At a time when the EU leaders allocate the responsibility for the crisis to the member states at another -unknown to the general public- conference in Oslo, a group of distinguished academics a different view
Last March, the spotlight fell onto one of the many scheduled conferences of the European Council. The heads of government of the member states convened to define the "strategic guidance for the national fiscal policies of the member states, and this year's structural reforms." They concluded that ineffective bureaucracy and corruption of the member states are as much to blame for the European crisis as the American subprime mortgage crisis that began in 2008.
At the same time, there was held a much more modest - in scope and publicity -conference in Oslo, where a group of distinguished academics (Giandomenico Majone, Agustin José Menéndez, Christopher Lord, Fritz Scharpf and John Erik Fossum, et al.) discussed the same topic: the causes of the European sovereign-debt crisis, the possible way out of it, and the effects of the so far implemented measures.
The members of this colloquium were not elected politicians, but specialist academics: sociologists, philosophers, political analysts, legal scholars—no economists since the financial aspects of the crisis have been covered extensively. Besides fiscal figures, the European crisis affects first and foremost real people:the EU citizens experience every day the effect of these economic indices. How we got to this crisis and how the elected and non-elected EU leaders choose to deal with the problem has an immediate and potentially lasting impact on the democratic institutions of Europe.
The Oslo conference participants concluded that the crisis is not only one; there are several crises stemming from the systemic weaknesses of the EU construct and the Western socio-economic order
So the Oslo conference participants concluded that the crisis is not only one; there are several crises stemming from the systemic weaknesses of the EU construct and the Western socio-economic order, not just from the collapsing of the U.S. financial institutions in 2008. The latter merely served as the catalyst that allowed the above-mentioned weaknesses to manifest themselves as crises—economic, fiscal, macroeconomic, structural, and political crises.
Therefore, the EU has a major responsibility for these crises. Changes in the structure of European institutions and choices concerning the EU polity have nurtured these structural weaknesses of the Union. A significant role in the destabilization of the Union was played by (i) the equation of economic liberty with privatism and (ii), the fact that the economic and monetary union is asymmetric.
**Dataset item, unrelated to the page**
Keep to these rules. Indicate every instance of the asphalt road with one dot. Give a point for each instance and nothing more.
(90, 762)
Moreover, the measures so far implemented to address the crisis at the supranational level have been intermittent, often contradictory, and downright ineffective, since the leaders of the European and the national governmental bodies keep changing their diagnosis about the nature of the crisis. What is of the most concern is that the handling of the EU crisis with measures that are supposed to be extraordinary and temporary has triggered a process of transformation of the European constitutional law. The EU in the form it has today increasingly moves away from the original European constitutional and political project which was based on Social and Democratic Law that governs national constitutions in the postwar period.
Is there any hope for democracy in the European Union? What how can the academic debate contribute substantially to this question? The message from Oslo is that the future may seem bleak, but nonetheless a solution is possible: going back to an interpretation of constitutional law which is based on democratic principles. We can and must challenge the policies and decisions that have been taken by the national and European leaderships during the last five years. This should be done not on the grounds of some political ideology, but on the grounds of preserving the constitutional tradition of the European Union and on the grounds of preserving our common democratic values. European scholars have chosen to keep silent until now. From now on, they should remind us more often that Democracy means choices; choices both at the national and the European level.